Por: Esther Castillo Jiménez
El nombramiento de Boris Marchegiani como nuevo embajador de Costa Rica ante la Organización de las Naciones Unidas representa una señal positiva para la imagen internacional del país y una oportunidad para fortalecer la presencia costarricense en escenarios globales de gran relevancia.
La representación ante la ONU no es un cargo cualquiera. Se trata de una de las vitrinas diplomáticas más importantes del planeta, donde se discuten temas sensibles relacionados con paz, ambiente, derechos humanos, cooperación internacional y desarrollo sostenible, áreas donde históricamente Costa Rica ha logrado ganarse respeto y reconocimiento mundial.
La llegada de Marchegiani abre expectativas sobre una visión moderna de la diplomacia costarricense, especialmente en tiempos donde el mundo enfrenta desafíos complejos en materia económica, ambiental y geopolítica.
Su perfil ligado al sector empresarial, académico y turístico podría aportar una perspectiva distinta a la representación nacional, impulsando espacios de diálogo, cooperación y posicionamiento internacional para el país.
Costa Rica ha construido durante décadas una imagen de nación pacífica, democrática y defensora del derecho internacional.
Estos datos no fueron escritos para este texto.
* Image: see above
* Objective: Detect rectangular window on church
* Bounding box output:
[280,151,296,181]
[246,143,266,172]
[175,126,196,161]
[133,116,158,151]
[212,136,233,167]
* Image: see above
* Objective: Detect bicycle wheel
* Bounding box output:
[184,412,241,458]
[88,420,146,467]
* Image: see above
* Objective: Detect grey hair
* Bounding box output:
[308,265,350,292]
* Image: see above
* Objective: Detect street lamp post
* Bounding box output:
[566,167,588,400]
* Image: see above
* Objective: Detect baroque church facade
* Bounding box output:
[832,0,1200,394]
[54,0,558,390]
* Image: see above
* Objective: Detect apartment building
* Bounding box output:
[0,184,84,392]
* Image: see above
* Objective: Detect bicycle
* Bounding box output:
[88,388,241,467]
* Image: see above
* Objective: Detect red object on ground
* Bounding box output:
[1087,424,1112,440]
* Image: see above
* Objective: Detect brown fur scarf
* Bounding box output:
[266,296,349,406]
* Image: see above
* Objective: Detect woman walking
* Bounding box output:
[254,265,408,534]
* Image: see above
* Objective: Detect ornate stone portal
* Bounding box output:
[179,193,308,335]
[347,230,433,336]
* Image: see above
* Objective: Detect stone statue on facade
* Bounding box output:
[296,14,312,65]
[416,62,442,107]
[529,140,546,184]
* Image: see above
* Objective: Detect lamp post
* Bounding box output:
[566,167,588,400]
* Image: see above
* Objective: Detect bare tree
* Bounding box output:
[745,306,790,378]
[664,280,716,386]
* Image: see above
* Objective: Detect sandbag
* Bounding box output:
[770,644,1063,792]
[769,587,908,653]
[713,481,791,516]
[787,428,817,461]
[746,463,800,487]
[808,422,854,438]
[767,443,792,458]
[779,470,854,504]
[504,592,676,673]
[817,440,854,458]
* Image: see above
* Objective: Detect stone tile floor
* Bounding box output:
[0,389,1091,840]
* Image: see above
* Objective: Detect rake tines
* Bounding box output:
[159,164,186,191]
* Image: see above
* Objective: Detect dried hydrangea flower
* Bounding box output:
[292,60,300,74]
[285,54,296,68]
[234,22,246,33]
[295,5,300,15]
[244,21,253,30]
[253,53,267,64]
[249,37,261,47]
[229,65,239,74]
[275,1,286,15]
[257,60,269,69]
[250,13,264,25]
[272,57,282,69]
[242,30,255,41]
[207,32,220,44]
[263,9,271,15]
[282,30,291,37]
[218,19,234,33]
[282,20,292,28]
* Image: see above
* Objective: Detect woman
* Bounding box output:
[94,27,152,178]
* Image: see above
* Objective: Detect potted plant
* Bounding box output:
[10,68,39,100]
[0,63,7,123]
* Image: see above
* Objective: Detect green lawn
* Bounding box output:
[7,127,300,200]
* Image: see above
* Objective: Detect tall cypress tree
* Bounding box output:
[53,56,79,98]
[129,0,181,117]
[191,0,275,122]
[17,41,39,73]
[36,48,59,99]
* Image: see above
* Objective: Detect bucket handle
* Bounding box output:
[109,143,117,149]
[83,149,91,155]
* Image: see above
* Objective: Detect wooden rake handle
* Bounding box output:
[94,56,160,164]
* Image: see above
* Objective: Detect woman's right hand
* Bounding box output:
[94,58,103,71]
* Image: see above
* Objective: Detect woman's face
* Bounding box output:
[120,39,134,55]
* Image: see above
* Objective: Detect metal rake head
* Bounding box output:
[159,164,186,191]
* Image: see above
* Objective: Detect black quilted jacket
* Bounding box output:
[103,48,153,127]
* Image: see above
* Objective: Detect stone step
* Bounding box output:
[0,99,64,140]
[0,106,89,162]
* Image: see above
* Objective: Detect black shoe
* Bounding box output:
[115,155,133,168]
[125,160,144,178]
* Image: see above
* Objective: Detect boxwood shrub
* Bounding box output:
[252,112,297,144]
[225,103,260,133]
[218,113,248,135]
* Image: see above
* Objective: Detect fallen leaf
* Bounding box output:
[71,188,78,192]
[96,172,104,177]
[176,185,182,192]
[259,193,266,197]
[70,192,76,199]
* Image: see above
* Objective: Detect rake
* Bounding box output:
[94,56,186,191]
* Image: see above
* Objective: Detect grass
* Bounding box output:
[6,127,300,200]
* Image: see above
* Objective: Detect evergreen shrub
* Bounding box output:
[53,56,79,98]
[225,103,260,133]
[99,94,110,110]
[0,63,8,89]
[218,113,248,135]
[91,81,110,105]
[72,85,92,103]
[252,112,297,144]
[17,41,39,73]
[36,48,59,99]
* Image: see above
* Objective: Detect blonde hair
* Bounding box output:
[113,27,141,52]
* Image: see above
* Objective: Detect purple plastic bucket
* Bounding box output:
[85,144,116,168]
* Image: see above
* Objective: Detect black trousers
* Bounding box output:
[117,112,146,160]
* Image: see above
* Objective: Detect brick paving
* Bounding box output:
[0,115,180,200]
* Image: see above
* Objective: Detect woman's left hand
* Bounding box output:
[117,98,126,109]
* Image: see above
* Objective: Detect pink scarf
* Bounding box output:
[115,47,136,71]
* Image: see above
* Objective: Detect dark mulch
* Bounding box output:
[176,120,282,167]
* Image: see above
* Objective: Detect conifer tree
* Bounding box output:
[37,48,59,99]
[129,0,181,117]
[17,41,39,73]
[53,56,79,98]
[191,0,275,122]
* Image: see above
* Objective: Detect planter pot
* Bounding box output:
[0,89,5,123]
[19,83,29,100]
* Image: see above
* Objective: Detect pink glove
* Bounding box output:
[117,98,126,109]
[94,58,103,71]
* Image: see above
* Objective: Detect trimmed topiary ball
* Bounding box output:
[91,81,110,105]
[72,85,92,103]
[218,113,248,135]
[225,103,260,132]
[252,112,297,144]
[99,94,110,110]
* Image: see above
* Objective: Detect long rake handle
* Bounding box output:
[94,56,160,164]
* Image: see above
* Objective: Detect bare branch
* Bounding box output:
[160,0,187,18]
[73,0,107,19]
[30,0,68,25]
Mantener esa voz activa dentro de Naciones Unidas es fundamental en momentos donde el planeta atraviesa conflictos, polarización e incertidumbre.
Más allá de cualquier corriente política, el país necesita figuras capaces de proyectar estabilidad, capacidad de negociación y compromiso con los intereses nacionales.
El reto no será pequeño. Representar a Costa Rica ante la ONU exige preparación, visión estratégica y habilidad diplomática. Sin embargo, el nombramiento también refleja la importancia de seguir apostando por una presencia sólida de nuestro país en organismos internacionales donde se toman decisiones que terminan impactando al mundo entero.
Costa Rica continúa demostrando que, aunque pequeña en territorio, puede seguir teniendo una voz importante en la comunidad internacional.